Pour un coût modique de 5 euros les 20 minutes – dont 2,50 euros récupérables en réduction ou crédit d’impôts –, les personnes âgées, les malades, mais aussi toutes les femmes et tous les hommes momentanément empêchés ou confronté(e)s à une difficulté qu’ils ne savent pas résoudre, pourront désormais faire appel à une aide à domicile partout où seront implantés les kiosques de Lulu dans ma rue.

Le premier de ces kiosques vient d’ouvrir dans le 4e arrondissement de Paris, au métro Saint-Paul. D’ores et déjà, l’on peut y formuler une demande d’aide pour solliciter l’intervention d’un bénévole ou d’un micro-entrepreneur « Lulu » compétent pour répondre à la sollicitation en fonction de sa nature. D’autres kiosques suivront dans les différents quartiers de la capitale, à raison d’une moyenne de 5 par arrondissement à l’horizon 2017, et d’ici à 2020 dans toutes les métropoles de province si le concept rencontre le succès attendu auprès des Parisiens.

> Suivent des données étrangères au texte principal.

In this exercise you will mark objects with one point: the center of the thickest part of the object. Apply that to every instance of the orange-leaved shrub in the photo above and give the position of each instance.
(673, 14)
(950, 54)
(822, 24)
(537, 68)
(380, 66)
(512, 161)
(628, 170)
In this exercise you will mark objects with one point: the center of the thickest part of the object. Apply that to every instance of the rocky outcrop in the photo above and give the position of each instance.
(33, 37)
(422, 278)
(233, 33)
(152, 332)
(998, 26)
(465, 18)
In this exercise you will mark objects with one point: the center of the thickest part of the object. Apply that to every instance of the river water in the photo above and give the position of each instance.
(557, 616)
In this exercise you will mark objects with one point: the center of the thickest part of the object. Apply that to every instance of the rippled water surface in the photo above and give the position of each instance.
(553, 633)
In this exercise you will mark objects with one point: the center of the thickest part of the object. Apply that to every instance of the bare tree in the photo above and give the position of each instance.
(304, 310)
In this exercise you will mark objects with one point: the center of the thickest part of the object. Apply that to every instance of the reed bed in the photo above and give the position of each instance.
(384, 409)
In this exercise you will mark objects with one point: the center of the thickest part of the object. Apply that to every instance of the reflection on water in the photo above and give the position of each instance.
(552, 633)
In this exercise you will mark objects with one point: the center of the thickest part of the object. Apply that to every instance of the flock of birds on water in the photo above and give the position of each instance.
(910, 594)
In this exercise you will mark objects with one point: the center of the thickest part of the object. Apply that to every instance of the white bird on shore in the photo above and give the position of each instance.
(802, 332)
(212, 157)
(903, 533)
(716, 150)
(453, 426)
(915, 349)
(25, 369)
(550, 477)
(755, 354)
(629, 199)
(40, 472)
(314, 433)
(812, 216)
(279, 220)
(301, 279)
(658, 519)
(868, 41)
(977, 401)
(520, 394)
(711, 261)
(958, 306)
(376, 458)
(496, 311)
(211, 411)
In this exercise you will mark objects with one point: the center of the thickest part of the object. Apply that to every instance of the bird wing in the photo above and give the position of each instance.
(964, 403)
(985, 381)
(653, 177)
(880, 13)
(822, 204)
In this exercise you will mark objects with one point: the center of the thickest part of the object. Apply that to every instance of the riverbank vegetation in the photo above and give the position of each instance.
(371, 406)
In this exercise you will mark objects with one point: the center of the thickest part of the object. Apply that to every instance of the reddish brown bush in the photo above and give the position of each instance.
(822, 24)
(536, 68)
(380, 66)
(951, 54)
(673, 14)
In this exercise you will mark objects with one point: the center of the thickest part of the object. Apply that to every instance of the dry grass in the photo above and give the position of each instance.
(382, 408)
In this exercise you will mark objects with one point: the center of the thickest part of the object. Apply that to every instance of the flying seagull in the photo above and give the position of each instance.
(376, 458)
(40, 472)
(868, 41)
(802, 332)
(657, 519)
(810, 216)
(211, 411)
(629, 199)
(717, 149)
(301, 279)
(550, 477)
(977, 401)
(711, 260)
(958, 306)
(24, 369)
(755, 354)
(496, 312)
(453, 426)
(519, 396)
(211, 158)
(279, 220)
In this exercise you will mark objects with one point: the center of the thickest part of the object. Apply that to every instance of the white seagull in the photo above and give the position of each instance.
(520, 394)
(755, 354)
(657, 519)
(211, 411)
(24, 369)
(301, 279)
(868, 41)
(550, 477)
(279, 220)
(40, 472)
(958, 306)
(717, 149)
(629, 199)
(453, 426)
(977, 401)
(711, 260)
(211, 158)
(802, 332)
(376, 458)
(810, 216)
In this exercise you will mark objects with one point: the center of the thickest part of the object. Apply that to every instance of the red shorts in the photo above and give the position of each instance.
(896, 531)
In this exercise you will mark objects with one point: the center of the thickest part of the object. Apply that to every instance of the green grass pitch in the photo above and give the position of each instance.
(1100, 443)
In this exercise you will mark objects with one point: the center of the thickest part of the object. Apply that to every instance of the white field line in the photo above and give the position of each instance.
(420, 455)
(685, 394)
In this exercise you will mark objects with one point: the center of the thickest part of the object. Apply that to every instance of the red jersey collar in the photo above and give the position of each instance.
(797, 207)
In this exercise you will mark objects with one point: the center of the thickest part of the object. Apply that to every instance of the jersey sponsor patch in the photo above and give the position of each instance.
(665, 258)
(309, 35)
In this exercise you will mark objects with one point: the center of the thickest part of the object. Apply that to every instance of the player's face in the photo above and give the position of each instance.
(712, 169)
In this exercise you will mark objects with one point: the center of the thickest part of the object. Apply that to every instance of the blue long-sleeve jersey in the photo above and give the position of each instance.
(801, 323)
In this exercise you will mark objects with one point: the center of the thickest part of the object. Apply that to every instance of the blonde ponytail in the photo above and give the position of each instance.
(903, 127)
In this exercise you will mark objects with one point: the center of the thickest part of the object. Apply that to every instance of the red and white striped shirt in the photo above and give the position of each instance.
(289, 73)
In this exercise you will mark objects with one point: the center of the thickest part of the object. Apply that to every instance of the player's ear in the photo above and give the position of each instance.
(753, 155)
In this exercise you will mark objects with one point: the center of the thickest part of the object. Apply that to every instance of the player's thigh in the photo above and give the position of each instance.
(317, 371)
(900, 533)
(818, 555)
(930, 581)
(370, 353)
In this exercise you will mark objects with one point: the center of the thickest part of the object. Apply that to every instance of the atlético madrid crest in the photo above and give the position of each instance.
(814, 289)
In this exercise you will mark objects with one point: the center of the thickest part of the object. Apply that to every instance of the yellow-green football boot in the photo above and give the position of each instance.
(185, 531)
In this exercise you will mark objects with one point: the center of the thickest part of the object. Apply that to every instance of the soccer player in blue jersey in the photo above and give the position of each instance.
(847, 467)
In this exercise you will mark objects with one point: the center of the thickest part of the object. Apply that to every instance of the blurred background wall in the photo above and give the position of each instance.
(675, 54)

Lulu dans ma rue, c’est un an de travail et de contacts établis en amont autour de la nécessité de rétablir du lien social et de la solidarité dans les quartiers. Dans le Marais, ce projet a rencontré l’enthousiasme de nombreux habitants, tous potentiellement concernés par l’émergence de cette activité de services à taille humaine et dénuée de toute trivialité mercantile, soit comme clients potentiels, soit comme contributeurs de cette conciergerie innovante.

Lulu dans ma rue, ce sont encore ses promoteurs qui en définissent le mieux la philosophie : « C'est la conviction que notre société ira mieux si on remet de l'humain dans notre quotidien. Nous touchons les limites d'une société de service pilotée par le marketing et la productivité à outrance qui dépersonnalise les prestations réalisées : il est temps de refaire une place à la relation humaine authentique et à la confiance [dans nos] quartiers. »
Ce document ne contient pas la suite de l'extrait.